The whole "I'm awkward" thought is self-projection. It's "the character and valence of one's situational, objective, or public self-awareness." Basically, it's what you think of yourself. That doesn't mean others think what you think. One of the things with anxiety and depression is that you have to learn to accept you can't read minds. No, you are not Snape. If you feel someone is judging you, think, "I can't read minds. It's time-wasting guesswork. I don't need to know what other people think of me anyway."

With my anxiety, I've avoided making phone calls. I feel awkward asking for help or requesting information. College and job application processes have had me on my feet constantly though. I have to make phone calls. I've noticed that there are some really nice office people who answer and make the conversation that much more easy.

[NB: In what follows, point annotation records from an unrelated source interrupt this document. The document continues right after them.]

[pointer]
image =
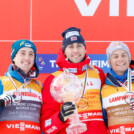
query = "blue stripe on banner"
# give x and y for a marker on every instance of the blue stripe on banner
(47, 62)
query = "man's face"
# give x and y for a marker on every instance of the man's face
(119, 61)
(24, 59)
(75, 52)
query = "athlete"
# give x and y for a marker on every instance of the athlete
(118, 92)
(20, 92)
(73, 58)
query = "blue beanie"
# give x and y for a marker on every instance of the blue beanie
(72, 35)
(20, 44)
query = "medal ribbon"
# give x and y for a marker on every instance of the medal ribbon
(27, 82)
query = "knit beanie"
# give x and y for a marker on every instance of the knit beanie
(116, 45)
(17, 45)
(72, 35)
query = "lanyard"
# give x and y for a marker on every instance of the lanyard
(129, 81)
(12, 81)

And then you get the people who are all, "Hi, how are you, I don't really like my job, what do you need." I've realized that I shouldn't think, "I'm awkward." I should think, "Wow, the person who answered was so awkward." Don't think it's you. Blame someone else for the awkwardness. Who cares if you judge them? It's human nature. That doesn't mean you think they're bad people. We're all a little awkward sometimes. Hey - if it gets you through the day to judge someone else, do it. I mean, don't let people know you judge them, but it's still a great technique.

Keep in mind that even if someone out there decides to judge you, you're not going to be on their mind for hours. Unless you skin animals alive or take candy from children, people will forget why they judged you fairly quickly. So you should forget about it too. People who judge you for any reason can still have high respect for you. For example, sometimes my sister is so spaced out using her computer/headphones that I have to call her name 20 times. It's so annoying! I hate it. But I love my sister. I don't wish anything bad of her. She doesn't deserve anything bad. I bet you 99% of the people who judge you think you deserve to be happy. The last percent are assholes to everybody.

Affirmation Time!

Negate "I'm awkward," with "I'm new to this. This is always how 'new' feels. When it's not new, it won't be so bad." Let's switch to story time now! I recently got a new job and I've been training to be a cashier. The training was very awkward the first week. I didn't know who to ask questions. The break room was awkward. I'm starting to get used to things. That initial "Oh my god, anxiety - anxiety!" alarm is starting to go off less when I'm at work. But today I actually checked out real people. All alarms possible were going off in my head. I made so many mistakes. I had people with full carts come through my line and so many coupons. But I'm not beating myself up about it like I used to. Because I'm getting used to this "new" idea. It's new. Just like being-at-work anxiety is starting to wear off, so will the panic of checking people out. Maybe not completely, but I'm not thinking I deserve all these horrible thoughts for making some mistakes on my first day checking people out. Which feels a lot better than being totally upset and overwhelmed about it.